Note: one cut can not be perpendicular, oblique or parallel. It is considered radial, as it passes through the center this case, but it is a rather unusual situation.
Example #7: Circular cork, radial cuts, four pie segments, 85%, blue ink.
Note: although the two cuts of this cancel could also be described as perpendicular, the pie shaped segments make the preferred description "radial".
Example #8: Circular cork, compound cuts, sixteen triangular segments, 95%, black ink.

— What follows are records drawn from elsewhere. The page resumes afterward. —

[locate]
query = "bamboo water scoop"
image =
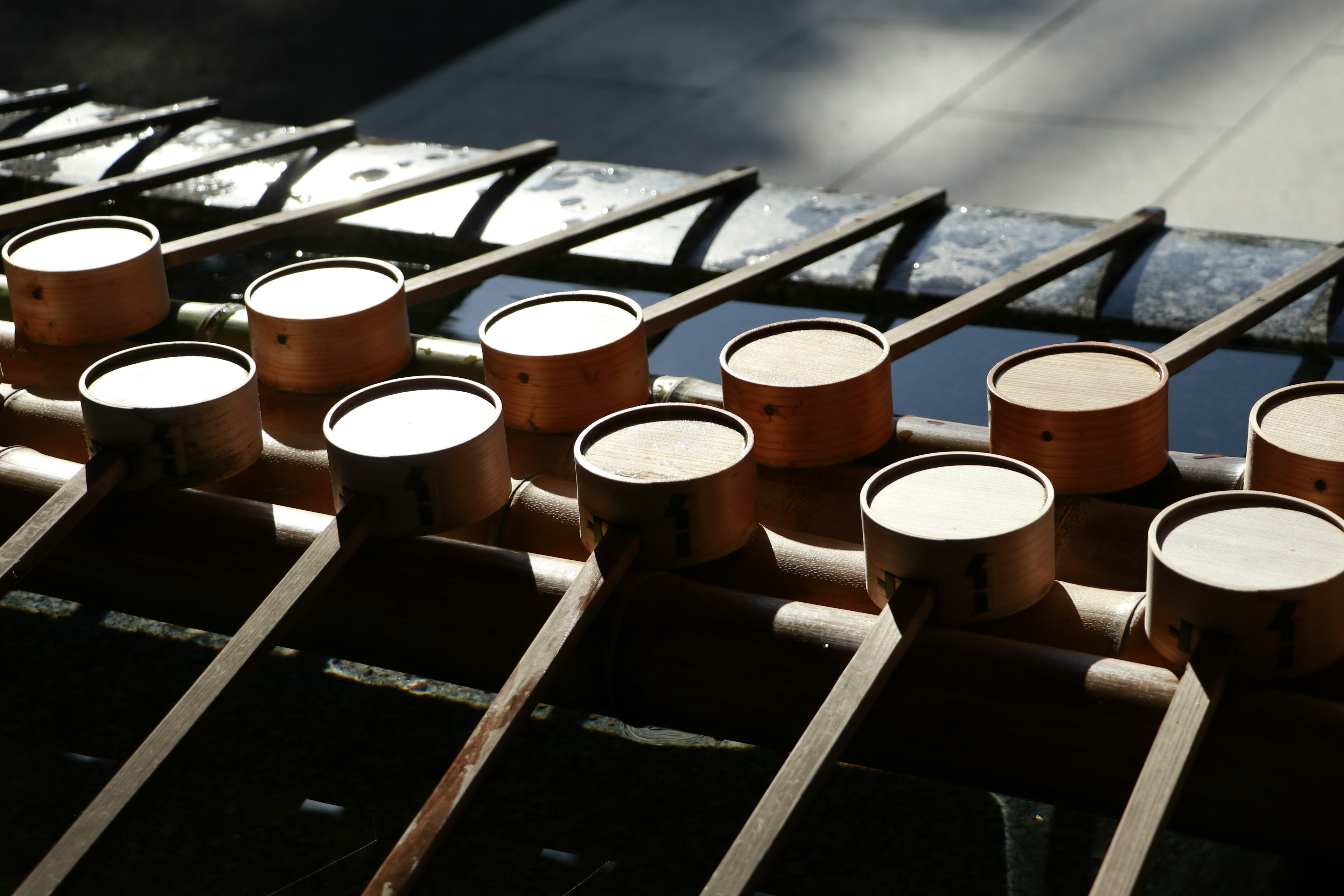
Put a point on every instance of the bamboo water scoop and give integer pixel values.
(1093, 415)
(668, 485)
(174, 414)
(961, 535)
(819, 391)
(328, 326)
(1296, 444)
(409, 457)
(1245, 583)
(562, 360)
(86, 280)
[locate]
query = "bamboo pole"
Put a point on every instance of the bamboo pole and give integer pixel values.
(1166, 769)
(256, 230)
(482, 268)
(234, 665)
(509, 713)
(84, 195)
(179, 113)
(1065, 727)
(672, 311)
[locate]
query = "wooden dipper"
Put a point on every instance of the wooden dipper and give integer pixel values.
(1265, 569)
(183, 413)
(171, 413)
(815, 391)
(978, 527)
(86, 280)
(1089, 415)
(1246, 582)
(683, 476)
(1296, 444)
(328, 326)
(408, 457)
(562, 360)
(429, 448)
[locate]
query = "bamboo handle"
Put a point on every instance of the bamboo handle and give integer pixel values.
(1222, 328)
(675, 309)
(58, 515)
(937, 323)
(1167, 768)
(240, 659)
(820, 746)
(248, 233)
(507, 715)
(474, 271)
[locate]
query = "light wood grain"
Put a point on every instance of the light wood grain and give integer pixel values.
(979, 528)
(686, 306)
(1166, 769)
(58, 515)
(562, 360)
(234, 665)
(86, 280)
(1078, 381)
(667, 450)
(1264, 569)
(682, 476)
(1296, 444)
(811, 357)
(822, 745)
(328, 326)
(507, 715)
(411, 442)
(174, 430)
(815, 391)
(1089, 415)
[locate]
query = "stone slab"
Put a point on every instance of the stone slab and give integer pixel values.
(1197, 62)
(1288, 166)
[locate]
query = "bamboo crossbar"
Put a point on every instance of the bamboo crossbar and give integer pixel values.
(1226, 326)
(464, 613)
(482, 268)
(507, 714)
(178, 113)
(256, 230)
(956, 314)
(237, 663)
(84, 195)
(672, 311)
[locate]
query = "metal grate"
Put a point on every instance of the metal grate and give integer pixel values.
(236, 201)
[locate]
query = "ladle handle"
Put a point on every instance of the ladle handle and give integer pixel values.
(62, 512)
(1167, 768)
(820, 746)
(507, 715)
(241, 657)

Example #9: Square cork, perpendicular cuts, twelve square segments, 95%, black ink.
Example #10: Circular cork (right side incomplete), parallel cuts, seven bar grids, 75%, black ink.
Here are several examples of cancels not considered in this simple grid subset:
1 2 3 4 5
1 - Although radial cuts were used, the pointed segments were created with additional cuts that don't cross the entire cork. A slightly more complicated cancel to make, this is classified by Skinner and Eno as a "geometric - radial" cancel.
2 - Although oblique cuts were used, the cuts do not cross the entire cork. Skinner and Eno include this cancel in the "simple designs" but it does not meet the criteria of the subset described above.
3 - Although radial cuts were used, the segments have been rounded by additional cuts that don't cross the entire cork. Another cancel Skinner & Eno classify as "geometric - radial."
4 - Although all cuts are oblique and cross the entire cork, this cancel has its own classification by Skinner and Eno; "star with six points."
5 - Although produced with perpendicular cuts, not all cuts cross the entire cork. This cancel is classified by Skinner and Eno as a "geometric - elaborate" cancel.